You are 100% right and thank you for the explanation, i delete this Dangerous rule

dzint · October 25, 2020, 3:38pm

Hello @anav,

you can find attached my new export of 25/10/2020 with your recommandation
config-25102020-1551.conf.rsc (20.7 KB)
any sugestion will be very appreciate

Best regards

mkx · October 25, 2020, 3:57pm

in future , i will use this order

/ip firewall filter

add action=accept chain=input comment="protection" connection-state=established,related   
add action=drop   chain=input comment="protection" connection-state=invalid  
add action=accept chain=input comment="protection" in-interface=bridge-trunk src-address-list=vlan-50-admin-list

add action=accept chain=forward comment="protection" connection-state=established,related  
add action=drop   chain=forward comment="protection" connection-state=invalid
.........

this rules 192.168.88.2 is temporary because first time when i add firewall rules, i was blocked and can not managed the router.
i delete this rules.

You’ll have to get some things straight. One is the reason to get dropped: in-interface is not bridge-trunk, it’s VLAN-50-DIRECTION. So you’ll have to get familiar with interfaces and tgrir hierarchy.
And you’ll need one last rule chain=input action=drop at the end of rules for input chain. So you’ll have to understand how packets are processed by firewall (and learn that if packet is not processed by some explicit rule, it’ll be implicitly accepted).

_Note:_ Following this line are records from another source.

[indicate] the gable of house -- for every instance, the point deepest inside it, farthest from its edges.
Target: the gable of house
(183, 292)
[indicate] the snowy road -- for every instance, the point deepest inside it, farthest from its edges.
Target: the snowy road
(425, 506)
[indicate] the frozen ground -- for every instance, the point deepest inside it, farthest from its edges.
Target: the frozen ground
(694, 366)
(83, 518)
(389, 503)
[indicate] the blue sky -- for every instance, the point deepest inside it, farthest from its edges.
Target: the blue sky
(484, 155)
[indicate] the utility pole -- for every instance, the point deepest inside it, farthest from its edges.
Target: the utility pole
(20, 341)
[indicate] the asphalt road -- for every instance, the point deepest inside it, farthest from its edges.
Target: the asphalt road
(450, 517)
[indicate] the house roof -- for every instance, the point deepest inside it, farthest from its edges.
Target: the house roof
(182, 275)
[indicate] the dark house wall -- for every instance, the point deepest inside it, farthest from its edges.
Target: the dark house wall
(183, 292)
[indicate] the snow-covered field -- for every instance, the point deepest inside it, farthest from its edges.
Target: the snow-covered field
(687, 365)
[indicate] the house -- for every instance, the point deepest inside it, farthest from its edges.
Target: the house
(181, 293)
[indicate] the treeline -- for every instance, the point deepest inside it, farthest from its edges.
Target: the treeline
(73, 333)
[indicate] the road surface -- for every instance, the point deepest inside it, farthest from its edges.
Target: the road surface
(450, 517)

anav · October 25, 2020, 6:30pm

I have not had a chance to review the config, but you can always have an interface list called LAN, and put all the vlans on that as well.
Then you can use the LAN in your interface lists to covers off all other rules and just use the VLAN interface lists for access to internet.
Otherwise gets a tad confusing… Will have a look later.